= Fereshta Kazemi =

Afghan–born American film actress

Fereshta Kazemi is an Afghan–born American film actress.

==Early life==

Born in Kabul, Afghanistan, Kazemi moved to the U.S. with her family. She was raised in New York and the California Bay Area. After high school, Kazemi won an acting and academic scholarship to Marymount Manhattan College in NYC, where she studied acting and writing. Kazemi also earned a degree in Philosophy & Cultural Anthropology from the University of California, Davis. She continued graduate acting and screenwriting studies at Academy of Art University and earned an MBA from Chapman University, emphasizing in Film Production.

==Career==

In 2009, Kazemi held a lead role in Heal, a film about conflict in Afghanistan which has won over twenty international and domestic film festival awards, including winner of the Best Science Fiction/Fantasy Category at the San Diego Comic-Con International Film Festival (2011), winner of the Frank D. Capra award (2011), and the Humanitarian Award at the Cleveland International Film Festival (2011).

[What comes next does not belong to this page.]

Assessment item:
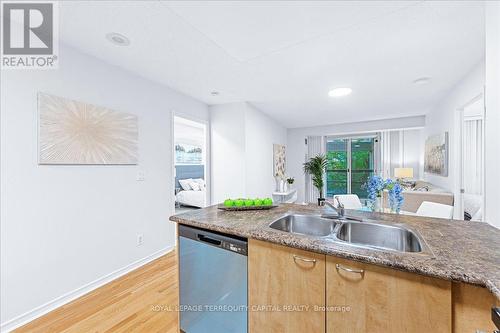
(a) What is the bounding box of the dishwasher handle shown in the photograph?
[198,234,222,246]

In 2014, Kazemi was the main character in Targeting, a U.S. psychological thriller feature film playing a young Afghan immigrant wife in the U.S. Kazemi. In this film she performed the first on screen kiss for an Afghan actress and was called a "trailblazer" by NBC.

Kazemi's work was photographed in a series by Pulitzer prize winning photographer Carolyn Cole while in Afghanistan.

In 2013, Fereshta played the leading role in The Icy Sun, a film about rape in Afghanistan. NBC News said her film "breaks new ground for Afghanistan, where victims of rape can be forced to marry their attackers to preserve their families' honor".

Kazemi is working on a documentary about Acting in Afghanistan.

In 2013, she was awarded a Best Actress Award for her role in "The Icy Sun" at the "2nd Afghanistan Human Rights Film Festival".